Two studies have advanced our understanding of the transcriptional regulation of a set of red blood cell genes call globin genes, and of how these genes are turned on and off. Transcription is a biologic process that involves the transcribing or copying of genetic information from DNA into RNA. Immature red blood cells produce globin proteins, key components of hemoglobin, which carry oxygen in red blood cells from the lungs to the rest of the body. Production of globin proteins is a highly regulated process to ensure that these genes are turned on (“expressed”) or off at appropriate times during the development of red blood cells from their precursors in the bone marrow.
The mammalian β-globin gene locus was among the first gene clusters to provide insight into how gene regulation is influenced by long-range chromosomal interactions between DNA sequences far from and near to the protein-coding segment of a gene. Specifically, these interactions occur between a powerful element called an enhancer that helps turn on the β-globin gene, also referred to as the gene’s locus control region (LCR), and a DNA element called a promoter, which is immediately adjacent to the gene and helps regulate whether it is on or off.

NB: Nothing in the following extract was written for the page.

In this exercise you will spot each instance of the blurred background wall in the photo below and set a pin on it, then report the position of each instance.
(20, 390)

Scientists continue to study enhancers such as the LCR in order to more fully understand their role in the regulation of gene expression generally.

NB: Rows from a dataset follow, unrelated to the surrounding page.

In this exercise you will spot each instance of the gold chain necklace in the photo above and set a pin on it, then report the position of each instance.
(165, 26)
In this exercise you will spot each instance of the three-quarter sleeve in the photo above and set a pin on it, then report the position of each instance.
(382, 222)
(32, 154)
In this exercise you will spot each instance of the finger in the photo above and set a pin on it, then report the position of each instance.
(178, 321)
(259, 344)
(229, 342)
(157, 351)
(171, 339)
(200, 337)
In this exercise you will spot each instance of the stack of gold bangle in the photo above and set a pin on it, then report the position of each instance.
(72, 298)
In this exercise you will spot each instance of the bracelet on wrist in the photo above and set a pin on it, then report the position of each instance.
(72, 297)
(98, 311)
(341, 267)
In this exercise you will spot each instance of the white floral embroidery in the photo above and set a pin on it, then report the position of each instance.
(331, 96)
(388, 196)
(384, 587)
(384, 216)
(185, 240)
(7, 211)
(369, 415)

In the first study, scientists devised a strategy to delineate whether loops of chromosomal DNA, created by the interaction between the β-globin gene promoter and LCR, are a cause or an effect of gene transcription. Using erythroid precursor cells (cells that develop into normal red blood cells) to study the β-globin gene locus transcription process, researchers showed for the first time that the protein Ldb1 is a key looping factor involved in long-range regulation of gene transcription. Furthermore, their experimental manipulations that forced or impaired the creation of the DNA loop which allows the LCR to interact with the β-globin gene confirmed that loop formation plays an important role in initiating β-globin gene transcription and is not simply a consequence of the gene being “turned on.”
In the second study, investigators sought to determine the relative contribution of four segments of the LCR to its function in regulating β-globin gene transcription and also to determine the location of the β-globin locus within the cell’s nucleus. Nuclear location influences whether or not a gene is expressed. Scientists refer to these LCR segments as DNase I hypersensitive sites (HSs) because they are regions of the enhancer that are extremely sensitive to breakdown into smaller pieces (digestion) by the enzyme DNase I. Sensitivity to DNase I is a measure of the transcriptional status of a gene and indicates that this region of DNA is “open” or exposed, so that factors that promote transcription can bind to it. Mice were engineered that had various combinations of HSs deleted, and the effects of these deletions on gene transcription were measured in relationship to the position of the β-globin gene locus in the nucleus. The results showed that while the effects of the HSs are additive, only two were needed for the β-globin locus to be repositioned towards the center of the nucleus where gene transcription can become active. However, all four of the HSs of the LCR were shown to be needed for β-globin transcription to be completed efficiently.
These studies add considerable knowledge to our understanding of the regulation of gene transcription. Identification of looping factors such as Ldb1 and delineation of the various components required for proper β-globin transcription may help the development of new ways to treat hematologic diseases, such as sickle cell disease, by reactivating dormant hemoglobin genes.
Bender MA, Ragoczy T, Lee J, et al. The hypersensitive sites of the murine β-globin locus control region act independently to affect nuclear localization and transcriptional elongation. Blood 119: 3820-3827, 2012.
Deng W, Lee J, Wang H, et al. Controlling long-range genomic interactions at a native locus by targeted tethering of a looping factor. Cell 149: 1233-1244, 2012.